Vor diesem Tag hatte ich nicht gewusst, dass man einen Geruch vermissen konnte.

»Wie viele Tage sind es noch bis zu den Osterferien?«, fragte ich mit gequälter Stimme. Wer hatte bloß die Schulpflicht eingeführt?

»Zu viele«, stimmte Niall mit dem gleichen Tonfall in meinen Klagegesang ein. Ja, zugegeben, meine Sehnsucht nach dem Ende der Ferien hatte eine 180-Grad-Drehung gemacht, sobald ich wieder hier war, aber das konnte man mir wohl kaum verübeln.
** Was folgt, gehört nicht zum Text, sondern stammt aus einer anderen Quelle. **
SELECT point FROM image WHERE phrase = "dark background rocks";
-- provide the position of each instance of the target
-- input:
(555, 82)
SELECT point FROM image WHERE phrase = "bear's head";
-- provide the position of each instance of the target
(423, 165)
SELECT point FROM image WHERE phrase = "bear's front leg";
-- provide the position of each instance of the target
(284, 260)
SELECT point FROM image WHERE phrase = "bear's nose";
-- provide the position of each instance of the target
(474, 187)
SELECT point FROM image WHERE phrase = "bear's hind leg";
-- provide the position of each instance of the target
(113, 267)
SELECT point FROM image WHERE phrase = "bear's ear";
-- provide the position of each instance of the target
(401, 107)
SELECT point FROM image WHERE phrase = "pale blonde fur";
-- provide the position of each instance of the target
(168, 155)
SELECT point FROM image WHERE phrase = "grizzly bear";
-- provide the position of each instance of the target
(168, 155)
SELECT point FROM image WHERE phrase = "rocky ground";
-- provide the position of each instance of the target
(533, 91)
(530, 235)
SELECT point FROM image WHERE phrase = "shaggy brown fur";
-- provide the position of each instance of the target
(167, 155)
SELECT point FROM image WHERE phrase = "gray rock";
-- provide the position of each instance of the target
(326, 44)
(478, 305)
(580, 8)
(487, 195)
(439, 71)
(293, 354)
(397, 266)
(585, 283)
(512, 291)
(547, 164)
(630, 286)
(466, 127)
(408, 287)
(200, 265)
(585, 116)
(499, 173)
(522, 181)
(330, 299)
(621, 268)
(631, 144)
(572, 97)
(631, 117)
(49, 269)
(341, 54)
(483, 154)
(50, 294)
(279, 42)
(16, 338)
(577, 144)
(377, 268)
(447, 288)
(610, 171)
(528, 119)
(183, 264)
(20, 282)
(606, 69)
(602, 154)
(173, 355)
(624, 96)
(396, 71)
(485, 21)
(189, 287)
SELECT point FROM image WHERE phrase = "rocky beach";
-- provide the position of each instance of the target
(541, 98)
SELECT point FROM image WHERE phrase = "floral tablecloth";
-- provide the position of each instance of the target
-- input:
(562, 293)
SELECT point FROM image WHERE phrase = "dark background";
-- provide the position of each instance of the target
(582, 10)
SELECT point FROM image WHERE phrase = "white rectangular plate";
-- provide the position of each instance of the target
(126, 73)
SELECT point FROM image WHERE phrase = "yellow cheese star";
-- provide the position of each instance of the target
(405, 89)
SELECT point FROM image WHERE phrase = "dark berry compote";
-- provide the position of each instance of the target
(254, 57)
»Es ist nicht so lang, nur sechs Wochen, glaube ich.«, erklärte Harry tröstend. »Die sind schneller um, als ihr denkt. Außerdem ist heute schon Mittwoch, also habt ihr die Hälfte der ersten Woche schon rum.«

»Harry!« Niall sah ihn an, als hätte er sich gerade zum Kannibalismus bekannt. »Du spinnst doch, das ist eine Ewigkeit! Sechs Wochen! Könnte ich rechnen, würde ich dir sagen, was für eine riesige Menge an Tagen das ist. Ungefähr zweitausend, wahrscheinlich.«

Ich nickte zustimmend. »Tut mir leid, Harry, aber da muss ich Niall Recht geben. Wer hat sich bloß dieses Verhältnis zwischen Schule und Ferien ausgedacht? Ferien und Schule sollten vertauscht sein.«

Harry verdrehte die Augen. »Das habe ich zum letzten Mal jemanden sagen hören, als ich sechs war. Und wenn ich mich recht erinnere, bist du ein paar Jahre älter als das, Louis.«

»Hey, Sechsjährige sind sehr zurechnungsfähig. Aber du musst mich doch verstehen, wenn wir schon am dritten Tag wieder knietief in Hausaufgaben stecken.«

Niall nickte bekräftigend. »Richtig. Morris mit seiner dämlichen sechsseitigen Facharbeit. Sehe ich so aus, als würde ich mich für den Unterschied zwischen zwei Steinen interessieren?«

»Nein«, stellte ich sachlich fest, »Du siehst selbst aus wie ein Stein.«
Er warf eines der Sofakissen nach mir, aber ich fing es auf und warf es so zurück, dass es ihn ins Gesicht traf.